2 Программная реализация

В простейшем (без перестановок суммирования) варианте на Фортране можно записать так:

	DO  I = 1, P
		SUM (K*(I-1)+1) = X(K*(I-1)+1)
		IF (I.LQ.P) THEN
			DO J = 2,K
				SUM(K*(I-1)+J)=SUM(K*(I-1)+J-1)+X(K*(I-1)+J)
		             END DO
		ELSE
			DO J = 2,Q
				SUM(K*(I-1)+J)=SUM(K*(I-1)+J-1)+X(K*(I-1)+J)
		             END DO
		END IF
	END DO
	DO I = 2,P
		IF (I.LQ.P) THEN
			DO J = 1,K
				SUM(K*(I-1)+J)=SUM(K*(I-1)+J)+SUM(K*(I-1))
		             END DO
		ELSE
			DO J = 1,Q
				SUM(K*(I-1)+J)=SUM(K*(I-1)+J)+SUM(K*(I-1))
		             END DO
		END IF
	END DO

Можно записать и аналогичные схемы, где суммирование будет проводиться в обратном порядке. Подчеркнём, что граф алгоритма обеих схем - один и тот же!
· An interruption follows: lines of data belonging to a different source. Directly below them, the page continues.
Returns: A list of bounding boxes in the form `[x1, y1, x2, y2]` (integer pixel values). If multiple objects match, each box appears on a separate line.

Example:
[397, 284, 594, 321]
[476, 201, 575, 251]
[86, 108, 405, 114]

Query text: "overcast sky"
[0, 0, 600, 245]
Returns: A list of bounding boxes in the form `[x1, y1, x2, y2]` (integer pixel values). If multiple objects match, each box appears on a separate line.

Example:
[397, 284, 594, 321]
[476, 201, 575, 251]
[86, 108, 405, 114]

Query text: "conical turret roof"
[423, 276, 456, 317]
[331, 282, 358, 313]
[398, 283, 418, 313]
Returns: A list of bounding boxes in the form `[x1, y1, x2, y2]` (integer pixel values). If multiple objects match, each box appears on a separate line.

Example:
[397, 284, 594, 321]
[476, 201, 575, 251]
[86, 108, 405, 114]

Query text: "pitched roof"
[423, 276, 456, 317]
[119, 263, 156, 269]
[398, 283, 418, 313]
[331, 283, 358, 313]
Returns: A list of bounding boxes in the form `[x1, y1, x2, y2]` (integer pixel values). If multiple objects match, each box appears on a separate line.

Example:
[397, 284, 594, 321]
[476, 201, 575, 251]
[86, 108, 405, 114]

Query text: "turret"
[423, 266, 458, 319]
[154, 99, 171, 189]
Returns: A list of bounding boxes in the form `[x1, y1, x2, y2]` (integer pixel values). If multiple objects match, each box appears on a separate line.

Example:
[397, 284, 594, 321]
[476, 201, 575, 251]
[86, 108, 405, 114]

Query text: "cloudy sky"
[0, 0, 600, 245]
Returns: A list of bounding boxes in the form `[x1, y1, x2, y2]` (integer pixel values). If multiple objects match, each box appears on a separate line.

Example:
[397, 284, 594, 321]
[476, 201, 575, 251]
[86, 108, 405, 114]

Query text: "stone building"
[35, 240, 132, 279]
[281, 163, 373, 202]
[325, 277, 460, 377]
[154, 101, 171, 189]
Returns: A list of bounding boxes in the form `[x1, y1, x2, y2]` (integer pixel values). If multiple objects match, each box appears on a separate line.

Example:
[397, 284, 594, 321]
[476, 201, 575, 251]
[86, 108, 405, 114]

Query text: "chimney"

2.1 Особенности реализации последовательного алгоритма

2.2 Описание локальности данных и вычислений

2.2.1 Описание локальности алгоритма

2.2.2 Описание локальности реализации алгоритма

2.2.2.1 Описание структуры обращений в память и качественная оценка локальности
2.2.2.2 Количественная оценка локальности
2.2.2.3 Анализ на основе теста Apex-Map

2.3 Возможные способы и особенности реализации параллельного алгоритма

2.4 Масштабируемость алгоритма и его реализации

2.4.1 Описание масштабируемости алгоритма

2.4.2 Описание масштабируемости реализации алгоритма

2.5 Динамические характеристики и эффективность реализации алгоритма

2.6 Выводы для классов архитектур

2.7 Существующие реализации алгоритма

В чистом виде алгоритм последовательно-параллельного метода встречается редко, чаще ему предпочитают схему сдваивания. В последовательном варианте из-за избыточности вычислений его вообще почти не применяют.